Im vom Landesarbeitsgericht entschiedenen Fall war der Kläger seit über einem Jahr bei der Beklagten als Bodenleger beschäftigt. Zwischen den Arbeitsvertragsparteien wurde für bestimmte Bodenverlegearbeiten eine Akkordvergütung vereinbart, für sonstige Arbeiten ein Stundenlohn von 12 Euro brutto. 

Streit um Akkordlohn

Der Kläger erhielt den Auftrag in vierzig vergleichbaren Häusern im Akkord Bodenbelagsarbeiten durchzuführen. Die Akkordvergütungsvereinbarung beinhaltete auch die Vorbereitungsarbeiten wie den Transport des Belags in die Häuser transportieren, Reinigung des Untergrunds, Zuschneiden des Belags und Abschneiden der Dämmstreifen.

Nachdem der Kläger zwei Tage gearbeitet hatte, errechnete er seinen Durchschnittsstundenlohn auf der Basis der Akkordvergütung aus und kam auf einen Betrag von 7,86 Euro brutto. 

 

Dies hatte zur Folge, dass er vom Geschäftsführer der Beklagten einen adäquaten Stundenlohn für diese Baustellen oder aber einen anderen Einsatzort forderte, was dieser ablehnte.

Kläger stellt Arbeit ein

In mehreren Gesprächen forderte der Geschäftsführer den Kläger nachdrücklich auf, die Bodenverlegearbeiten zu den vereinbarten Konditionen weiterhin auszuführen.

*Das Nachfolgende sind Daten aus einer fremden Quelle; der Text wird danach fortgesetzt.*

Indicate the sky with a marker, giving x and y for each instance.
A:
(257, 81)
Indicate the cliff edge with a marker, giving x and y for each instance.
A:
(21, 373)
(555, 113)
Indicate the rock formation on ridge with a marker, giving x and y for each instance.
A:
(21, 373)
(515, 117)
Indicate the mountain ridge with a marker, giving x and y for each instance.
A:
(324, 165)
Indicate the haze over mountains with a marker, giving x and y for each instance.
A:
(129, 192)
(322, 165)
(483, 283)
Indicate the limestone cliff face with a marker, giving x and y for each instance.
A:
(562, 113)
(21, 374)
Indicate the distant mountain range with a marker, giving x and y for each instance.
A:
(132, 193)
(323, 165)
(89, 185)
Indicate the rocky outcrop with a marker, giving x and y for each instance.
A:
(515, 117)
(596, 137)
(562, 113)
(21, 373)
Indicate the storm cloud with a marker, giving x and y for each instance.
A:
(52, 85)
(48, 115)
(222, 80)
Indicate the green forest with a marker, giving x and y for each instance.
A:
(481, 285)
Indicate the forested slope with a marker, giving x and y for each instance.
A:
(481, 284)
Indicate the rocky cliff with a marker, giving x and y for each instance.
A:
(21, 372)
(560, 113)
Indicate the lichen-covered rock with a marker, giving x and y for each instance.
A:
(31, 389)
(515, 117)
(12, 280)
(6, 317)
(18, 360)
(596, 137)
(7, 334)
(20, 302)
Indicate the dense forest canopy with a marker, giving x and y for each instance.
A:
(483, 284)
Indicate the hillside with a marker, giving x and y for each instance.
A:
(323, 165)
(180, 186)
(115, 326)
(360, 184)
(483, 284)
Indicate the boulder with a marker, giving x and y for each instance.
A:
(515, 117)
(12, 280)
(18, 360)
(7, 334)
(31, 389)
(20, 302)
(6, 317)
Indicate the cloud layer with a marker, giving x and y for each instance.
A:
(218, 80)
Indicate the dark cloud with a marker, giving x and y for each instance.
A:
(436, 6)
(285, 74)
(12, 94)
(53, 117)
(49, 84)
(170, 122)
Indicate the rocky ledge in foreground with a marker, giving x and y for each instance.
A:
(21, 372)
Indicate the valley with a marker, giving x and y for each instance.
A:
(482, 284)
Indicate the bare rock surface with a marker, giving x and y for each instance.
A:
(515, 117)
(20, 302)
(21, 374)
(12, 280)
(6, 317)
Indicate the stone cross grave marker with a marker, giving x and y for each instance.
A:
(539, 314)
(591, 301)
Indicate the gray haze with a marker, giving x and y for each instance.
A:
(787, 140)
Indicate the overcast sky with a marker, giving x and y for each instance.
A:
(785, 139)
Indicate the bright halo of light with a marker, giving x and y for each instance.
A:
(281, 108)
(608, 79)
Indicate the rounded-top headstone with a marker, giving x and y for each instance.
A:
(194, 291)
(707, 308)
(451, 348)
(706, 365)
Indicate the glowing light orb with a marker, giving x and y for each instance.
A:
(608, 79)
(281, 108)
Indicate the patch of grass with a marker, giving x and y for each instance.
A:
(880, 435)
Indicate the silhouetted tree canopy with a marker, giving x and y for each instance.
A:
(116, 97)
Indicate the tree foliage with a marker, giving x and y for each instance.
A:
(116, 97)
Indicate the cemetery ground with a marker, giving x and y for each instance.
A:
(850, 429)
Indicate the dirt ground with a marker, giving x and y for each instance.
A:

Da der Kläger sich hierzu partout nicht einverstanden erklärte, drohte er ihm die fristlose Kündigung an, was diesen nicht beeindruckte, da er an seiner Verweigerungshaltung festhielt.

 

Das Arbeitsverhältnis wurde daraufhin fristlos durch die Beklagte gekündigt.

Landesarbeitsgericht bestätigt Kündigung

Das Arbeitsgericht hatte die fristlose Kündigung noch für überzogen gehalten und der Kündigungsschutzklage stattgegeben. Die Beklagte hätte dem Kläger noch die Möglichkeit einräumen müssen, seine Position zu überdenken und zu überprüfen.

 

Dagegen hielt das LAG dies nicht für notwendig und erkannte die dem Kläger ausgesprochene Kündigung für rechtens. Die Richter des Berufungsgerichts führten zur Begründung des für den Kläger ungünstigen Urteils aus, dass zu den von dem Kläger zu versehenden Bodenverlegearbeiten die zwischen den Parteien unstreitigen Vorbereitungsarbeiten gehören. Hieran, so die Berufungskammer, würde auch die möglichweise unzureichende Vergütungsabrede nichts ändern.

 

Nach Auffassung des LAG galt die zwischen den Parteien geschlossene Vergütungsvereinbarung; mithin sei der Kläger verpflichtet gewesen die ihm zugewiesene Arbeit zu verrichten.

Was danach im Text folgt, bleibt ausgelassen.